November 15th, 2008 - 10:37 pm ICT by IANS  

New Delhi, Nov 15 (IANS) India and Russia are re-negotiating the cost of the aircraft carrier Admiral Gorshkov amidst reports that Moscow has demanded an additional $2 billion over and above the $1.5 billion that the ship has been contracted.”The negotiations are on. It would be hard to say when they will be concluded,” a defence ministry official said, speaking on condition of anonymity.

He also discounted suggestions that the Russians were arm-twisting India into paying the additional cost, which was initially placed at $1.2 billion.

“The negotiations are being conducted in a spirit of cooperation given our close defence ties. Nothing will be done to jeopardise this,” the official maintained.

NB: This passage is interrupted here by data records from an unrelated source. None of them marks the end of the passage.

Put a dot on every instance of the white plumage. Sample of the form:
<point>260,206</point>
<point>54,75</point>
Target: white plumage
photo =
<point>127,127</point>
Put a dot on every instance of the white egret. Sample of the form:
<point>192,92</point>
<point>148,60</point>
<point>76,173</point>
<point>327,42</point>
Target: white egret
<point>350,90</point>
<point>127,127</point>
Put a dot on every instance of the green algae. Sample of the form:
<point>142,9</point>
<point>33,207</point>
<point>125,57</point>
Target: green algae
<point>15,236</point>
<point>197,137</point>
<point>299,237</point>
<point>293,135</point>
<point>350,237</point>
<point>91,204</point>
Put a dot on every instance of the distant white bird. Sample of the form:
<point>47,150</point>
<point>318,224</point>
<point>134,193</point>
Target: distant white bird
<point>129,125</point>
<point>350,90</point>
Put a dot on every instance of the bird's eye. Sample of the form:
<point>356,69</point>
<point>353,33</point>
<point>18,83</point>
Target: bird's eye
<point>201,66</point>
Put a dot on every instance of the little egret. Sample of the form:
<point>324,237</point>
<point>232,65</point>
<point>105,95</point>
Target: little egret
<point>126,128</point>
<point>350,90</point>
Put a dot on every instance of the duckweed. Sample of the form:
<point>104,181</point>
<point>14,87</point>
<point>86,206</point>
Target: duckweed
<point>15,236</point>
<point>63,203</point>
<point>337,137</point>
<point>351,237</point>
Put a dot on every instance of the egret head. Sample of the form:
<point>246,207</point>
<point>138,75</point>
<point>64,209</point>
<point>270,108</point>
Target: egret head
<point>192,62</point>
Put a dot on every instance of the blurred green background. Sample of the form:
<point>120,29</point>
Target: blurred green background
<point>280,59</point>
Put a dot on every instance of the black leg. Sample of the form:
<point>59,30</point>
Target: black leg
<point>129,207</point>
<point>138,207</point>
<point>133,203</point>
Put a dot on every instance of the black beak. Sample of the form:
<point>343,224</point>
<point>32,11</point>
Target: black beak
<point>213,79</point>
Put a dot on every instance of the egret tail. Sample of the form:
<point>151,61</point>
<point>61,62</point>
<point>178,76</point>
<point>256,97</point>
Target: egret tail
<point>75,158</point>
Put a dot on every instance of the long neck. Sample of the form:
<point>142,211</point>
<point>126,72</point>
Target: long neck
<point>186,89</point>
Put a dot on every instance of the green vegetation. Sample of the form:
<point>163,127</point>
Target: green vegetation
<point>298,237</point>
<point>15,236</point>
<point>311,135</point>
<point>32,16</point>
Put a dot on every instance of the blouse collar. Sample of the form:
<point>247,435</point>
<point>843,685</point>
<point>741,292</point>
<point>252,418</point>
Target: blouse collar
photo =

Indian Defence Minister A.K. Antony had discussed the issue with his Russian counterpart Anatoly Serdyukov during his visit here in September for the annual meeting of the India-Russia Inter-Governmental commission for Military Technical Cooperation.

The two ministers had also decided to establish a joint working group at the defence secretary level to resolve the Gorshkov issue as also delays in other defence deals.

After protracted negotiations, India signed a deal with Russia Jan 20, 2004 to buy the 45,000-tonne Gorshkov, along with 12 single-seat MiG-29 fighters and four twin-seat MiG-29 trainers for $1.5 billion.

Of this contracted amount, approximately $974 million was to be spent on upgrading and refitting the ship and $526 million on the MiG-29 jets and six Kamov Ka-31 attack and reconnaissance anti-submarine helicopters.

The delay in refurbishing the carrier has been attributed to two developments at the Russian shipyard where this is being undertaken.

The first was the realisation that the work involved in refurbishment had been grossly underestimated and much more would require to be done before the ship was made seaworthy.

The second was that the shipyard had transferred the bulk of the workforce engaged on the carrier to a new nuclear-powered submarine it has begun constructing.

The ship was to have been delivered in 2008 but is now likely to be handed over to the Indian Navy only in 2013 after 18 months of intensive sea trials.

The dramatic cost escalation has threatened to cast a shadow on long-standing defence ties between India and Russia. India depends on Russia for over 70 percent of its arms imports.

Meanwhile, the Russian government, on India’s request, has loaned $250 million to the Sevmash shipyard to ensure that the Gorshkov refit continues without any interruption.

The Russian government has also asked the yard to ensure that there are adequate personnel to work on the ship.

Sevmash, located in arctic Russia, has now recruited workers and engineers from across the country and at the same time abandoned some other projects, including a floating nuclear plant, to ensure that the work on the much-delayed Gorshkov project does not suffer any more.

The main work on the vessel’s hull is already done, and new equipment is being installed while the re-planning of interiors is under way. Indian officials have been posted at the generally wintry yard to monitor the work and to make sure that it is in accordance with the specifications drawn up by the Naval Headquarters in New Delhi.